Santiago Aldama had his ups and downs in his team’s loss to Colgate, but he was able to show off some interesting skills in this game. He showed off the ability to shoot and pass the basketball, but he also really struggled to defend in this match. Aldama showed a decent ability to score in the post. He would drive hard to his right from the high post, and he would score on tough leaners around the basket. He also will patiently handle the ball, which will allow him to draw fouls upon his defenders. He backed his man down another time, but he missed on a contested, turnaround jumper. Sometimes he will rush his shots, which would lead to misses.
He also excelled at scoring on hustle plays. Aldama was able to score on a couple of tip-ins after leaping up to grab offensive rebounds. He also showed off the ability to knock down jumpers to showcase some floor spacing skills. He ran quickly off the ball, as he was able to make a deep three effortlessly from way out. On the other hand, he seemed to have a bit of a slow release, as he had trouble consistently knocking down shots on the move, and he especially struggled to make pull-up threes or when opponents would quickly close out on him.
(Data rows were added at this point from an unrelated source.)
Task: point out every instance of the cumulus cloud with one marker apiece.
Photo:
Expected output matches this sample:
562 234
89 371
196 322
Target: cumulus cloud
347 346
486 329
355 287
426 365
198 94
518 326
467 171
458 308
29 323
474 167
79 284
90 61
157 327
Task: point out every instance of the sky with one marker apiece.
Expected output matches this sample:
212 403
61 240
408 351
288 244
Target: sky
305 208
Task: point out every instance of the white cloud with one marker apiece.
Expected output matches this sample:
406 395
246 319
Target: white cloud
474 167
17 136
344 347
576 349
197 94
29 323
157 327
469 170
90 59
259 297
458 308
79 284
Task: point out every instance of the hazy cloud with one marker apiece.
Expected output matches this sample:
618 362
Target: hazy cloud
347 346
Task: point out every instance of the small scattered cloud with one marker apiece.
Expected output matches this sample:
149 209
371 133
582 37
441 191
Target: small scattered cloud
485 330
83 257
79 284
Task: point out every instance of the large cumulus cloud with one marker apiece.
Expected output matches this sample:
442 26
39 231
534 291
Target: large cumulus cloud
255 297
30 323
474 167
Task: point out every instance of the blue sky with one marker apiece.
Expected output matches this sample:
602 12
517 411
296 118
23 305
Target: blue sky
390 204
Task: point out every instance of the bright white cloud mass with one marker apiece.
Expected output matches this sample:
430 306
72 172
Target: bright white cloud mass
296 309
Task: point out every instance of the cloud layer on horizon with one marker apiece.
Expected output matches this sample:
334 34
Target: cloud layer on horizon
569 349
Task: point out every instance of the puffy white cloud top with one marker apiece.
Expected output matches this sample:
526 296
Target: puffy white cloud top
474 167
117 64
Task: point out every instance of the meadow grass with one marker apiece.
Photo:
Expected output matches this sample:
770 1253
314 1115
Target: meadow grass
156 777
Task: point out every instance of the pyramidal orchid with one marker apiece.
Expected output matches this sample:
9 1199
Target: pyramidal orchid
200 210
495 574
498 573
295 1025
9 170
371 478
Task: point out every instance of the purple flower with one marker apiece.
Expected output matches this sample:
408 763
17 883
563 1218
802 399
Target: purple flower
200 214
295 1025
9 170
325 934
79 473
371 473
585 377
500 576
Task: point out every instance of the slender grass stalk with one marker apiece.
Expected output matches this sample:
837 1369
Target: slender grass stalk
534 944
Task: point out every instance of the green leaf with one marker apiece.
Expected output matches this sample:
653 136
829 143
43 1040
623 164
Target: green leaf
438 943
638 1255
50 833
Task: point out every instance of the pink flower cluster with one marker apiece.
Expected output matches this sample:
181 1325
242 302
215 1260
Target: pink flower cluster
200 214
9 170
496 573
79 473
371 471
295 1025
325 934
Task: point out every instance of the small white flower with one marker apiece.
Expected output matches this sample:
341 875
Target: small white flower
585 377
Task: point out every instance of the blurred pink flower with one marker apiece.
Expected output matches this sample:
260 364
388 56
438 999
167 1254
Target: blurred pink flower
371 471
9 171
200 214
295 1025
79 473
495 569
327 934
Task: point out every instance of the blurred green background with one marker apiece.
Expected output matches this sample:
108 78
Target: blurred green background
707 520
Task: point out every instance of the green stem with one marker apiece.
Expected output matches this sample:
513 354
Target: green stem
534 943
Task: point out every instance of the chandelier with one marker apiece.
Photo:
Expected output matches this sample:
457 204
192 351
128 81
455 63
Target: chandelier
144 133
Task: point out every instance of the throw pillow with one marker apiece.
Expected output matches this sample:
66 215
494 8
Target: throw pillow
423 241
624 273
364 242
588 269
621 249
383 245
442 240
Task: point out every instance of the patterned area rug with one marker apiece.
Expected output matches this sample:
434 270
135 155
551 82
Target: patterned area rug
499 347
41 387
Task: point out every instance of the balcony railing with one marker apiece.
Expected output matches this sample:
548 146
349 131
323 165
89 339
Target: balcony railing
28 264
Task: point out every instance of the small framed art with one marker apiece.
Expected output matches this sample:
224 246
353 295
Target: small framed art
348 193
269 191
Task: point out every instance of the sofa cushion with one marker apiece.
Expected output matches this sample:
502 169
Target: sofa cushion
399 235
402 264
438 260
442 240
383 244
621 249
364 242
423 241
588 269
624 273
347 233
Also, he displayed perhaps adequate playmaking skills in this game. Aldama showed a solid ability to pass the basketball. He is an unselfish player that can pass and handle the ball, and he would make drive and kick passes to find open shooters. He also was able to throw a long pass to a teammate to set up a score on the break. He also passes well in the post as well as off the dribble. He can make drop-off passes when handling the basketball. When posting up, he threw a nifty, behind-the-back pass across the paint to find a teammate down low due to possessing solid passing skills and court vision. However, he would tend to get the ball poked away when driving to the hoop. He’ll sometimes put on the blinders that can lead him to being vulnerable to committing ball-handling turnovers when looking to score in traffic. On one play when posting up, he over-dribbled into traffic, and he didn’t recognize that defenders were collapsing on him, so a defender was able to poke a ball away from him to cause him to lose the basketball. Another time, Aldama drove to the hoop, but he committed a charging foul that led him to commit an offensive foul and a turnover.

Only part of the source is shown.